Terasi segar dalam adonan sambal tomat segar juga bisa dirasakan dalam menu spesial bazaar iftar yang khusus dihadirkan pada bulan Ramadhan. Bazaar iftar berupa sepiring besar masakan khas Indonesia.
Dian Ayu Kusumo, General Manager Hotel Monopoli, menyebutkan, tamu restoran bisa memilih perpaduan antara ayam dan seafood, daging sapi, atau kambing. ”Kita buat spesial menu dengan set, bukan prasmanan,” kata Dian.
Dalam bazaar iftar terdapat dua pilihan nasi, yaitu nasi kuning dan nasi butter. Daging ayam bakarnya selalu ayam kampung, sedangkan daging kambing diimpor dari Selandia Baru. Lauk pelengkapnya adalah balado telur dan perkedel dengan taburan aneka sayur mentah. Sambal embe khas Bali yang diolah dari bawang goreng dan sambal tomat segar bakal mendongkrak selera makan.
Makanannya boleh sangat Indonesia, tetapi gaya penampilannya ala Maroko dan Turki dengan penyajian di piring besar. Cara menghidangkannya pun seru karena aneka daging, seperti ayam, kambing, dan cumi, ditusuk dengan besi panjang. Menu panggangan dirasa paling cocok untuk menumbuhkan gairah makan di bulan puasa.
Penampilan ”rustic”
Di piring besar ini, nasi diletakkan di bagian paling bawah seperti terinspirasi adat makan bersama atau bajamba khas Minangkabau. Seporsi bazaar iftar ini bisa disantap dua hingga empat orang. Gaya penampilannya juga rustic atau dibiarkan apa adanya. Sayuran mentah ditaruh begitu saja—tanpa dihias—di atas beragam masakan tadi.
”Tetapi, enggak berarti gampang. Kalau enggak ada feeling, enggak jadi,” kata Andrea.
Meskipun mengawinkan menu Mediterania dengan Indonesia, Andrea mengaku bukan penggemar menu fusion. Dua makanan dari tradisi berbeda itu ditaruhnya di meja yang sama, tetapi tidak dalam satu piring.
Karena menargetkan pasar anak muda dan keluarga, menu sengaja dirancang lebih populer. Pilihan menunya pun tipe individual menu yang lebih digemari anak muda.
Pernah bekerja sebagai Assistant Professor (Urban & Regional Planning) di Delft University of Technology, Belanda, Andrea yang adalah seorang arsitek sudah menyukai masak-memasak sejak umur tujuh tahun. Kegemaran memasak itu lalu ditekuninya secara profesional lima tahun terakhir.

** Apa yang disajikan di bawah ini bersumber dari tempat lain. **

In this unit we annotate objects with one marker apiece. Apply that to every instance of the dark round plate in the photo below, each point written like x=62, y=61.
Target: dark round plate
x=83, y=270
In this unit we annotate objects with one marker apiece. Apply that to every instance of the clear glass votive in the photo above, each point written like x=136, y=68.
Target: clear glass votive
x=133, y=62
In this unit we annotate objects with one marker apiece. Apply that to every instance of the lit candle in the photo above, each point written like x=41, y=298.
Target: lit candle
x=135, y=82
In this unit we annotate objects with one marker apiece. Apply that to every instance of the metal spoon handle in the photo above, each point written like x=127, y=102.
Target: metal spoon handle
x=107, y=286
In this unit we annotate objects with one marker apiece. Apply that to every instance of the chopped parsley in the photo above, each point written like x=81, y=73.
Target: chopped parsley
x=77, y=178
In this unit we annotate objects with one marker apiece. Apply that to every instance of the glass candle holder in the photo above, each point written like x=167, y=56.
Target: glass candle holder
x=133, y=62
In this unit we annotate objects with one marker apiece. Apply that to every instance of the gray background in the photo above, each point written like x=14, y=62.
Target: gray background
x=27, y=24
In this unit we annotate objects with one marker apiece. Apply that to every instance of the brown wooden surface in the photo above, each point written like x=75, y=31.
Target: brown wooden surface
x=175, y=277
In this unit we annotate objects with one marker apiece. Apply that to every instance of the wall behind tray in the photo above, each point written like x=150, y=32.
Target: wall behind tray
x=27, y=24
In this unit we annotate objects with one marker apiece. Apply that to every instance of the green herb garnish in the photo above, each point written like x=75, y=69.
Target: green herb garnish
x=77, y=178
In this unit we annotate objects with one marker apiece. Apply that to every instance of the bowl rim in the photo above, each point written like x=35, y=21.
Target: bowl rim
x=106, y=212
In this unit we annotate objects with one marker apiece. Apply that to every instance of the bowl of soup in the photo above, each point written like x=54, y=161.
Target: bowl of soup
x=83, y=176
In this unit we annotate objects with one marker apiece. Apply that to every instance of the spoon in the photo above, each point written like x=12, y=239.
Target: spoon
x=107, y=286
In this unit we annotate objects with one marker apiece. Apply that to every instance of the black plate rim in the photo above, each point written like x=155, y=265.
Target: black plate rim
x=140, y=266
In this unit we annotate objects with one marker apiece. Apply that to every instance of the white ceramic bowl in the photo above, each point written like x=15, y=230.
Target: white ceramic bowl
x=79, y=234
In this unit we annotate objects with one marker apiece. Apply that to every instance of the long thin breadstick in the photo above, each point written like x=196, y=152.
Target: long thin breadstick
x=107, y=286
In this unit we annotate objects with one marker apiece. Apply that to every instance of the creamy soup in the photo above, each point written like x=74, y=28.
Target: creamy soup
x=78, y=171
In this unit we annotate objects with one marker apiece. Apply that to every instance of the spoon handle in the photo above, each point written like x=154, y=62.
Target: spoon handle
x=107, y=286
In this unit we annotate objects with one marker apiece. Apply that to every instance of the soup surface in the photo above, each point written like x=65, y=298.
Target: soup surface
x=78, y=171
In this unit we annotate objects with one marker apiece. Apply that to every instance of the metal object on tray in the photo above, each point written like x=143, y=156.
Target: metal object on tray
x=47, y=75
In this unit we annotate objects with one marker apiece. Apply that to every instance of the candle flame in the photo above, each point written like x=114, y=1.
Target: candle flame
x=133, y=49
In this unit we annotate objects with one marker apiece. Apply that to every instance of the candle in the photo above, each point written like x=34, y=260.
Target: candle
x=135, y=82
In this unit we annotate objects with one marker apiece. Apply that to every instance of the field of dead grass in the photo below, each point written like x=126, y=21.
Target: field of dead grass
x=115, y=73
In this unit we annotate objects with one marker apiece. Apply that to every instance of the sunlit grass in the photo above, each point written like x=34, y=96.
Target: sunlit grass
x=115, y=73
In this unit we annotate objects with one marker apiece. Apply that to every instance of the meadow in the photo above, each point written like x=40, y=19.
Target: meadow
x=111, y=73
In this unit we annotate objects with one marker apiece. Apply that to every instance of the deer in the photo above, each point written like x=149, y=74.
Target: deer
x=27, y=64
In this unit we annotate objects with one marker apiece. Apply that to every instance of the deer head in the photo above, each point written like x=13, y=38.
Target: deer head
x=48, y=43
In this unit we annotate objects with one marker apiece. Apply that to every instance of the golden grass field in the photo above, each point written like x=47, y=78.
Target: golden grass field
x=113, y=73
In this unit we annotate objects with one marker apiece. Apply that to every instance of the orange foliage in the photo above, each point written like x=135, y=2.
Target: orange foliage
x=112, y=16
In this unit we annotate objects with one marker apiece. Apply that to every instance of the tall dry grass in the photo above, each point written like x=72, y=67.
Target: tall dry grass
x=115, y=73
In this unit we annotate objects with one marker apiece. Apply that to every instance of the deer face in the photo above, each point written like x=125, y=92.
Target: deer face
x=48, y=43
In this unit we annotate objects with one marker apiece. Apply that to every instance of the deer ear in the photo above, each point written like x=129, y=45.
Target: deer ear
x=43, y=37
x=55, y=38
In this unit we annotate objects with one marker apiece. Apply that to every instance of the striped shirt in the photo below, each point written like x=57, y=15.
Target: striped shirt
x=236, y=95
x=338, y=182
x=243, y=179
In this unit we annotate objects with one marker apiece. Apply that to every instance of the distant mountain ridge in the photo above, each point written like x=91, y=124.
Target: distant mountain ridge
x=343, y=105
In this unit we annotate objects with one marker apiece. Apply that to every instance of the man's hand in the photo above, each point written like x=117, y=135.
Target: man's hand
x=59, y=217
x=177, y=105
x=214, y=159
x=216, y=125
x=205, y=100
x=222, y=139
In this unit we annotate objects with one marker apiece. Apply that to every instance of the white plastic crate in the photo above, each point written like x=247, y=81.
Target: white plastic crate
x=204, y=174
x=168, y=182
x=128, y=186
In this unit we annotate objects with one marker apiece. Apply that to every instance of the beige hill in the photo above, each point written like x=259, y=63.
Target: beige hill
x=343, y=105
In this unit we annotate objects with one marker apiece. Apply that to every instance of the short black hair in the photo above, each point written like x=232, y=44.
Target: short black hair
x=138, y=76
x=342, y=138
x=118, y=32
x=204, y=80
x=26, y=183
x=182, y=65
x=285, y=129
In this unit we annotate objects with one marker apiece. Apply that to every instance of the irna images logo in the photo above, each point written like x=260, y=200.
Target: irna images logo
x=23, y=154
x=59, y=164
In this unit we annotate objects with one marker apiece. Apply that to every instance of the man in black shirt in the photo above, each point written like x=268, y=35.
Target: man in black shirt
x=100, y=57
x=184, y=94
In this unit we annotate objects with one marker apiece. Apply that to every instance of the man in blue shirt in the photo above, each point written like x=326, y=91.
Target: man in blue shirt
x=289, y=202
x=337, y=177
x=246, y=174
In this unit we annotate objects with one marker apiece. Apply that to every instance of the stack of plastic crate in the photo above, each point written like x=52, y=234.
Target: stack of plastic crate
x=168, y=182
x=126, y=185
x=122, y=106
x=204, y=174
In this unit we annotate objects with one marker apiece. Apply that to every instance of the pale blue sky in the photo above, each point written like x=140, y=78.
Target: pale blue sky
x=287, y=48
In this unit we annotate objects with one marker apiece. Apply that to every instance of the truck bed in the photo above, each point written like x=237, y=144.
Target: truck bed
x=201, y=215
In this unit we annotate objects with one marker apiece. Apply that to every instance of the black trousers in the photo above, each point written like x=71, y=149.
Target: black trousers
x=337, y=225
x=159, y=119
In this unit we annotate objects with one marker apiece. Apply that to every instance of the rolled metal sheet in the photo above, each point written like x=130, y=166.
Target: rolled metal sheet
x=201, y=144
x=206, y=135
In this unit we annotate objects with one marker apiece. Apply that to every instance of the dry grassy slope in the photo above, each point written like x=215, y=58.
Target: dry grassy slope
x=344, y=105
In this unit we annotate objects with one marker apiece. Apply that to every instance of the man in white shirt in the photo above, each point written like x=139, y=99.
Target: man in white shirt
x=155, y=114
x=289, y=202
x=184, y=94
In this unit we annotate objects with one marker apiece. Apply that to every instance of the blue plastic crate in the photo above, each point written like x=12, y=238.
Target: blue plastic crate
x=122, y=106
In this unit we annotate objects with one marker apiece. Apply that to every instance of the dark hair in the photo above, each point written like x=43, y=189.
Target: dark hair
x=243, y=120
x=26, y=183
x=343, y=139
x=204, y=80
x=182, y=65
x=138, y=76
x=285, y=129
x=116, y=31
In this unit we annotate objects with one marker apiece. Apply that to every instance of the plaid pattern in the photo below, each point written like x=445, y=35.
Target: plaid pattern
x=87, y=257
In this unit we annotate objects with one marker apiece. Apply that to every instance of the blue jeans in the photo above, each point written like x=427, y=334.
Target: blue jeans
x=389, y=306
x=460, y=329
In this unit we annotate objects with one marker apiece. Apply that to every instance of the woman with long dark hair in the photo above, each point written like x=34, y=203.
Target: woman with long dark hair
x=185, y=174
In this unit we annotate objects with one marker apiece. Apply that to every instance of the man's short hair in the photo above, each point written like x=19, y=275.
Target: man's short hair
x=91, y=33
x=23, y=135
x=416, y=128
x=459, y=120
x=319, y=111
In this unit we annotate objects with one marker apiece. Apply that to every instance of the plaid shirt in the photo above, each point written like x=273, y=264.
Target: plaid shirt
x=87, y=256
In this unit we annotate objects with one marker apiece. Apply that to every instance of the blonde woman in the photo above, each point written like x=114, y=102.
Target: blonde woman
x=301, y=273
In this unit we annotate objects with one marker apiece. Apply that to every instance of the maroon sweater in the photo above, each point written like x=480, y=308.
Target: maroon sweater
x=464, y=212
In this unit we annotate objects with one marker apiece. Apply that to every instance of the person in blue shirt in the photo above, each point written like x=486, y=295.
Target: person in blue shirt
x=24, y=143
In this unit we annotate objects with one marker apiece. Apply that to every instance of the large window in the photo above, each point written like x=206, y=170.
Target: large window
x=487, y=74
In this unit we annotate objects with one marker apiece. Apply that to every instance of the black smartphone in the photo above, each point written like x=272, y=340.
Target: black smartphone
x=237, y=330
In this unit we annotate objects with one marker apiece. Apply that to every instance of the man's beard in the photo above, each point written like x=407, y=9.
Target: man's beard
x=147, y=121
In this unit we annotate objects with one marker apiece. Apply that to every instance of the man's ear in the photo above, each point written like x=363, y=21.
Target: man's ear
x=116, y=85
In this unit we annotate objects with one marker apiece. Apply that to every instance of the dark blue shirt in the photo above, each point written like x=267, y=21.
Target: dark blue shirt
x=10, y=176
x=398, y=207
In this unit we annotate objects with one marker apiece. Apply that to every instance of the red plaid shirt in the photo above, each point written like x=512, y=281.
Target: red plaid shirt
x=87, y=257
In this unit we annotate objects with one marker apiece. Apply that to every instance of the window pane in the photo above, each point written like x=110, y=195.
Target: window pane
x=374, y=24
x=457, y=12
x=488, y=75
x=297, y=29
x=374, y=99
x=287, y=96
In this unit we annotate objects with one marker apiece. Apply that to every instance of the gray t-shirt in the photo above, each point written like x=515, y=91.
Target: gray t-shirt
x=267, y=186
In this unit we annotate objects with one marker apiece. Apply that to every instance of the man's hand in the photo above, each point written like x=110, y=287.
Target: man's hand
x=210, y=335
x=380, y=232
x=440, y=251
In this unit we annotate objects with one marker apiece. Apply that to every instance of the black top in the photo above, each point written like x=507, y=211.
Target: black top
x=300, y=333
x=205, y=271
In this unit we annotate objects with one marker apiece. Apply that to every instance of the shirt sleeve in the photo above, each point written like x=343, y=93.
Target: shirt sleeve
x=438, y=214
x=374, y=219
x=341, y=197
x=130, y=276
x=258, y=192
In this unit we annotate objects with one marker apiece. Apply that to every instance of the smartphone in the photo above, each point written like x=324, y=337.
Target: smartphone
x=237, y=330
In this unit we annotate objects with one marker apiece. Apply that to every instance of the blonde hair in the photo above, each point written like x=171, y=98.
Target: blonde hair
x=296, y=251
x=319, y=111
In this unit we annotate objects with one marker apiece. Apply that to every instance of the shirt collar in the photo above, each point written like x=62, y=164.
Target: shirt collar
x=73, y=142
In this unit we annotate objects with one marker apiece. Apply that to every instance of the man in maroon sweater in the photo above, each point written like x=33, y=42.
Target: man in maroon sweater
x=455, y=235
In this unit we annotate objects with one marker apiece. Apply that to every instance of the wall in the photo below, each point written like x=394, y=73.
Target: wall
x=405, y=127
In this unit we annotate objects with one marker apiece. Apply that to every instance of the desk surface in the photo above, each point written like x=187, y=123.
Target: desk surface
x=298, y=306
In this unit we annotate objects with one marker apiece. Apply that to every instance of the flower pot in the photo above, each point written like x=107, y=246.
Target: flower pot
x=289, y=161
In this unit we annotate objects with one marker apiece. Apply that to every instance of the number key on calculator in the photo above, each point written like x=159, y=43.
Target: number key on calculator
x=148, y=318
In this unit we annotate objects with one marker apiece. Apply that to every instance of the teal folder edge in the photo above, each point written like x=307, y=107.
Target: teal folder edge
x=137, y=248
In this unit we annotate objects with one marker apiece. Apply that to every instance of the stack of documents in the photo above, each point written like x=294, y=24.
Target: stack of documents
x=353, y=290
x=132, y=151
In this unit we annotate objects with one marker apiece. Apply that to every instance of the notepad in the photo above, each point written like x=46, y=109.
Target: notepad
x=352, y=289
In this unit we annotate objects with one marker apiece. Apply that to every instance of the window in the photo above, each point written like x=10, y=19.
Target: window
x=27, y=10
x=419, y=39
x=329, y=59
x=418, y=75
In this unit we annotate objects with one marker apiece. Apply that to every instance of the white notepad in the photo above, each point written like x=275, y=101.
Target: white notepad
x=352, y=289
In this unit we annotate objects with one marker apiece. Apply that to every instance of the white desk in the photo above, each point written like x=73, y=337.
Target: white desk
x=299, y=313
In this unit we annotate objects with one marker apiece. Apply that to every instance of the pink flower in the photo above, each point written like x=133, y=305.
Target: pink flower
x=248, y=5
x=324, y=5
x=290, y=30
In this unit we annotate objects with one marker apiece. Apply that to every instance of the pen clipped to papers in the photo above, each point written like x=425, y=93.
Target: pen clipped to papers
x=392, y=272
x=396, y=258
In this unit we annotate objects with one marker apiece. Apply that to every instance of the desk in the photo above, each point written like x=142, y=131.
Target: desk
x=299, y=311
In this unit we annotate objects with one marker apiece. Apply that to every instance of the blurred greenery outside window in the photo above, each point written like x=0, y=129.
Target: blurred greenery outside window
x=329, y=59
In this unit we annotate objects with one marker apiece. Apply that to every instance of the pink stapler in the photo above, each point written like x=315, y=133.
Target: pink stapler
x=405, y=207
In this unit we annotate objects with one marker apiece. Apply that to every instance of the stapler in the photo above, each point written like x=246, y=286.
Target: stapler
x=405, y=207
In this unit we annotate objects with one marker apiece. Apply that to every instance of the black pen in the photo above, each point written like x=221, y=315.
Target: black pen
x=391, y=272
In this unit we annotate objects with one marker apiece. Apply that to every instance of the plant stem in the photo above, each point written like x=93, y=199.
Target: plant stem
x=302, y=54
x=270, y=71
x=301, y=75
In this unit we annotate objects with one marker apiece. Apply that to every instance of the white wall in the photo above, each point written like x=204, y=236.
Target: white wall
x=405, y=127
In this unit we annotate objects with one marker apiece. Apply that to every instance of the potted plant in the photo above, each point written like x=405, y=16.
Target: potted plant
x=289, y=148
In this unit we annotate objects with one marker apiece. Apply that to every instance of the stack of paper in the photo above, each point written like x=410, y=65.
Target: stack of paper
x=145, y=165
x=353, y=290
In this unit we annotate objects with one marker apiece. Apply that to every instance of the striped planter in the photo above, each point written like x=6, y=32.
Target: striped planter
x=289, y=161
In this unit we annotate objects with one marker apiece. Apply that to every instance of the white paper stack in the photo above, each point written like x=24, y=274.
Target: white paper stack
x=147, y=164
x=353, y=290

Ia kemudian melahirkan Javanegra Gourmet Atelier, Restoran Daun Muda, hingga Resto Cielo 37 di Yogyakarta. ”Start dari iseng. Saya hobi party. Terima memasak untuk dua atau empat orang. Setelah dua tahun buka satu restoran, tahun ke tiga buka dua restoran. Saya dari kecil masak dan saya bawel ketika makan. Enggak banget, nih, saya masak, deh,” kisah Andrea tentang perjalanannya.